The PAC’s opinion involved a request made by CNN to the Chicago Police Department seeking “all emails [for certain officers] related to Laquan McDonald from Police Department email accounts and personal email accounts where business was discussed.” The PAC’s Opinion discusses whether the Chicago Police Department had any obligation to search public employee’s personal email accounts for matters relating to the transaction of public business.  The PAC concluded that it does have such an obligation.

In order to determine whether emails on the personal account of a government employee are subject to FOIA, the PAC needed to determine if such emails fell into the category of “public record.” To do this, the PAC’s analysis relied on the earlier City of Champaign v. Madigan decision to determine whether something qualifies as a public record under Section 2(c) of FOIA.

As such, it must “(1) pertain [ ] to the transaction of public business and have either been (2) prepared by, (3) prepared for, (4) used by, (5) received by, (6) possessed by, or (7) controlled by a public body.”  The Champaign case had concluded that city council members acting alone were not a public body, but acting in concert they were a public body.  The issue of whether employee emails on private devices were public records was not explicitly decided in the Champaign case,  but here the PAC applied the Champaign reasoning to conclude that employees doing the work of the public body would be creating public records regardless of the device or email address on which they were prepared. According to the PAC, “when an individual public employee . . . acts in an official capacity, he or she transacts public business as a member of a municipal police department, which clearly is a public body subject to the requirements of FOIA.”

The PAC noted that if the communication was a public record, it does not matter on what device or by what means it was sent. Again, citing Federal law, the PAC concluded that “an agency always acts through its employees and officials. If one of them possesses what would otherwise be agency records, the records do not lose their agency character just because the official who possesses them takes them out the door.”

In support of its position that employees’ emails about work undertaken on personal devices/addresses are subject to FOIA, the PAC also discussed the type of search a public body is required to conduct for responsive records. In referencing federal law, it noted that a public body must conduct “a reasonable search tailored to the nature of a particular request” and noted that it could not limit its search to just one record system if there were others that were likely to have the information that was requested. The PAC concluded that in conducting an adequate search, the Police Department had a duty to at least try to obtain responsive records from personal email accounts since the request specifically sought such records.

In response to concerns regarding employee personal privacy, the PAC indicated that personal matters would not be required to be produced but that information that bears on the public duties of employees was not subject to personal privacy exemption. While the PAC acknowledged that FOIA does not describe how a public body is required to obtain this information, it indicated that at least depending on the circumstances, they could simply have asked the officers to produce responsive records and that this would satisfy the requirement to conduct a reasonable search. That is, the public body, if it makes a request in good faith, will have performed its obligation without invading the rights of its employees.

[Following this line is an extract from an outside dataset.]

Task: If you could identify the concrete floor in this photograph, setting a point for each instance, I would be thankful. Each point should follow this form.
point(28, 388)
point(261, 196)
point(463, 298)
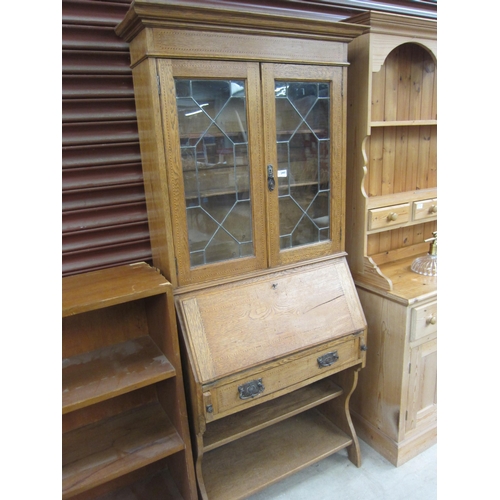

Thus, the PAC indicates that the Police Department at least needed to ask for the information. It does not address how to enforce the production of that information nor does it discuss how a body is to determine what, precisely, “bears” on the public duties of employees. For instance, if a police officer wrote to his mom that he felt terrible about all of the negative coverage stemming from the case, would that “bear” on his duties since it relates to the case? This might “bear” on his duties, but would not be covered by the analysis applied in the Champaign case.

Finally, it is worth noting that the PAC also held that simply searching the Police Department accounts for the name “Laquan McDonald” was by itself insufficient because there may have been references to the incident using the name of the officer, the incident number, the location or some other physical descriptions. It is also possible the names were not spelled correctly in some of the records. Therefore, the PAC found that the use of the full proper name as the only search term was not sufficient to discover the relevant records.

It is not clear what combination of search terms would constitute an adequate search under this standard, but apparently just one – the name of the party in question – was not sufficient. This aspect of the opinion, while it may receive less attention than the “private device” aspect, may have equally large implications for FOIA officers trying to conduct appropriate searches for requested documents, as it raises the question of — but does not fully answer — what combination of search terms will constitute an adequate search.

This decision is likely to be controversial. It expands the reach of FOIA into personal accounts of employees and expands the duty of government bodies to search for records in personal accounts and subjects their search terms and methodology to greater scrutiny. How this will be interpreted and implemented is likely to raise new questions and challenges that may depend on the legislature and courts to further clarify the full scope and reach of FOIA in Illinois.